We know the following information: 1. Aluminum metal (Al) combines with an element from Group 6A of the periodic table. 2. The product is 18.56% Al by mass.

The molar mass of aluminum (Al) is approximately 26.98 g/mol.

Assuming we have 100 grams of the compound, since the percentage of aluminum is given as 18.56% of the total mass, then the mass of Al would be \(18.56 \mathrm{~g}\). This means that the mass of the unknown Group 6A element would be the difference between the total mass and the mass of Al: Mass of the unknown element = \(100 \mathrm{~g} - 18.56 \mathrm{~g} = 81.44 \mathrm{~g}\)

Now, we will determine the moles of aluminum by dividing the mass by the molar mass: Moles of Al = \(\frac{18.56 \mathrm{~g}}{26.98 \mathrm{~g/mol}} ≈ 0.688 \mathrm{~mol}\) Let x represent the molar mass of the unknown element. We can calculate its moles using the mass: Moles of the unknown element = \(\frac{81.44 \mathrm{~g}}{x \mathrm{~g/mol}}\)

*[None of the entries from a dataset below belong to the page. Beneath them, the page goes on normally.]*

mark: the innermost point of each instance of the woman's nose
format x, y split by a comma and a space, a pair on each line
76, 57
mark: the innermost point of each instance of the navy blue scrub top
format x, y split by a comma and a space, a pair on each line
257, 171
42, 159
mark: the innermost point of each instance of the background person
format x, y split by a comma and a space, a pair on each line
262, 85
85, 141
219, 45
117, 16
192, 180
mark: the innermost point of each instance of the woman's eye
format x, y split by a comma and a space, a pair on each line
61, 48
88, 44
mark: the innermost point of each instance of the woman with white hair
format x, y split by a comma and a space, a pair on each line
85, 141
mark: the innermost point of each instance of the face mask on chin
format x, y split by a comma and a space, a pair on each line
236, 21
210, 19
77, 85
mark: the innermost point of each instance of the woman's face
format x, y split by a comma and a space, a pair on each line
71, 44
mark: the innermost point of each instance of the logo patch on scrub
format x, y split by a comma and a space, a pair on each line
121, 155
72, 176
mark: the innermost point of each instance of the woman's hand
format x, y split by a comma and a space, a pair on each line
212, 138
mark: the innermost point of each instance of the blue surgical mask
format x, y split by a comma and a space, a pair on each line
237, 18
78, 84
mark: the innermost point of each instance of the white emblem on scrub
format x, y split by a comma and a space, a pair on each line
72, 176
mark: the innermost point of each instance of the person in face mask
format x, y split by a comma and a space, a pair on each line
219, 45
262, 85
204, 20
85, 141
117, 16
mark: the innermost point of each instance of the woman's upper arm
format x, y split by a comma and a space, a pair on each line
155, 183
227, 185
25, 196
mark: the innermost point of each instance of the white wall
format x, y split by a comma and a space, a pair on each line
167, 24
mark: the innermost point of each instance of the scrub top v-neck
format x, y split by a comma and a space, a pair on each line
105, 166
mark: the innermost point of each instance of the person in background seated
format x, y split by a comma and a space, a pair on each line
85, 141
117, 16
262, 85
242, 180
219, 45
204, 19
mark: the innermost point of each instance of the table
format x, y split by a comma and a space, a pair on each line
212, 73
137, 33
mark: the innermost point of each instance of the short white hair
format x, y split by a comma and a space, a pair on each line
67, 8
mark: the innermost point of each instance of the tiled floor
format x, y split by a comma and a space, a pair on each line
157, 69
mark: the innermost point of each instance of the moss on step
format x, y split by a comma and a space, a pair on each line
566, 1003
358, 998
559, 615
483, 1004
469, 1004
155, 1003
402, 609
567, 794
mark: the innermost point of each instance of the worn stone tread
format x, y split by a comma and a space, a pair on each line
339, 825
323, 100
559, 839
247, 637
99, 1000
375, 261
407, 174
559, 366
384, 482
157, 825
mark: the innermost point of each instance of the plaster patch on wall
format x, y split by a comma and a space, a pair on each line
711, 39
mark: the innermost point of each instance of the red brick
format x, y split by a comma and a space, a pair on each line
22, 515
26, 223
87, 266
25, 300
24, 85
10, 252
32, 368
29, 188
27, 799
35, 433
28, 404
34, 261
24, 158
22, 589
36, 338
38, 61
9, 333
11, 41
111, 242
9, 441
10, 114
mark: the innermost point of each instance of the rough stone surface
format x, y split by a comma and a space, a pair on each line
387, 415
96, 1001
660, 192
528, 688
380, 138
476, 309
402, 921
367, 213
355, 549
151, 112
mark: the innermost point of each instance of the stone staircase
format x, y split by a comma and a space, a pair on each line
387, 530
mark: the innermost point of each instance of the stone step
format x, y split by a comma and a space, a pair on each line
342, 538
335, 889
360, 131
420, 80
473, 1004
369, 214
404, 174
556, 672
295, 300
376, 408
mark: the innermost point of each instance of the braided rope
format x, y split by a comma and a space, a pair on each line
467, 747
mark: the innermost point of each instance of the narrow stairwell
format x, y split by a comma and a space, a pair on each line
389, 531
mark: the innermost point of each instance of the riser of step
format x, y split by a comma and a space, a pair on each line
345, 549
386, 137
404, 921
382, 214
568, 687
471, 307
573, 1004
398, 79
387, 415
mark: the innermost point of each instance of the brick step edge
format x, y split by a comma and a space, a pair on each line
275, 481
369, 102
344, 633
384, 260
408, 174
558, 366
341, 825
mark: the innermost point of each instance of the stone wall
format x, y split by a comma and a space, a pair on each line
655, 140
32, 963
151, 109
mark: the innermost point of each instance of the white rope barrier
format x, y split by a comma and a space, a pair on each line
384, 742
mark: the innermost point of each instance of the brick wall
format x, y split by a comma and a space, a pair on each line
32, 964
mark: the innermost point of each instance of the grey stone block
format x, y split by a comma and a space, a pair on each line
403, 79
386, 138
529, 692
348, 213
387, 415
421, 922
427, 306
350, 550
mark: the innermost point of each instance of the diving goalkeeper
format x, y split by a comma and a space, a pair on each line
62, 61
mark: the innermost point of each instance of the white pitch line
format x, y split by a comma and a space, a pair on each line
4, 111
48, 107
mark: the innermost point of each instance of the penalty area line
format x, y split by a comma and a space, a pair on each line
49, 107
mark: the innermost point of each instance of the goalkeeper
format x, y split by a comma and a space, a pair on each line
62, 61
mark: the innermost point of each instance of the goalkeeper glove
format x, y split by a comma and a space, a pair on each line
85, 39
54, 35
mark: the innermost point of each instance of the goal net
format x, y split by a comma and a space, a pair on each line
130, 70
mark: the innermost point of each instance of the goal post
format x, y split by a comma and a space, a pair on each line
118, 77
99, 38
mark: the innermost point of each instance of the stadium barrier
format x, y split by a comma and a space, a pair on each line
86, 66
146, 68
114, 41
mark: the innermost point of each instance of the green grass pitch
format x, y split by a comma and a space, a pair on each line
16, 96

We then calculate the mole ratio of aluminum to the unknown element by dividing the moles of aluminum by the moles of the unknown element: Mole ratio = \(\frac{0.688 \mathrm{~mol}}{\frac{81.44 \mathrm{~g}}{x \mathrm{~g/mol}}}\)

There are four main Group 6A elements in the periodic table: oxygen (O), sulfur (S), selenium (Se), and tellurium (Te). Their molar masses are approximately 16 g/mol (O), 32 g/mol (S), 79 g/mol (Se), and 128 g/mol (Te). We will calculate the mole ratios for each element and identify the one with the closest integer ratio: 1. For oxygen (O): Mole ratio = \(\frac{0.688 \mathrm{~mol}}{\frac{81.44 \mathrm{~g}}{16 \mathrm{~g/mol}}}\) ≈ 1.37 2. For sulfur (S): Mole ratio = \(\frac{0.688 \mathrm{~mol}}{\frac{81.44 \mathrm{~g}}{32 \mathrm{~g/mol}}}\) ≈ 2.72 3. For selenium (Se): Mole ratio = \(\frac{0.688 \mathrm{~mol}}{\frac{81.44 \mathrm{~g}}{79 \mathrm{~g/mol}}}\) ≈ 6.88 4. For tellurium (Te): Mole ratio = \(\frac{0.688 \mathrm{~mol}}{\frac{81.44 \mathrm{~g}}{128 \mathrm{~g/mol}}}\) ≈ 10.9

From the calculated mole ratios, aluminum and sulfur have the closest integer ratio (approximately 1:3). Therefore, the empirical formula of the compound is Al₂S₃.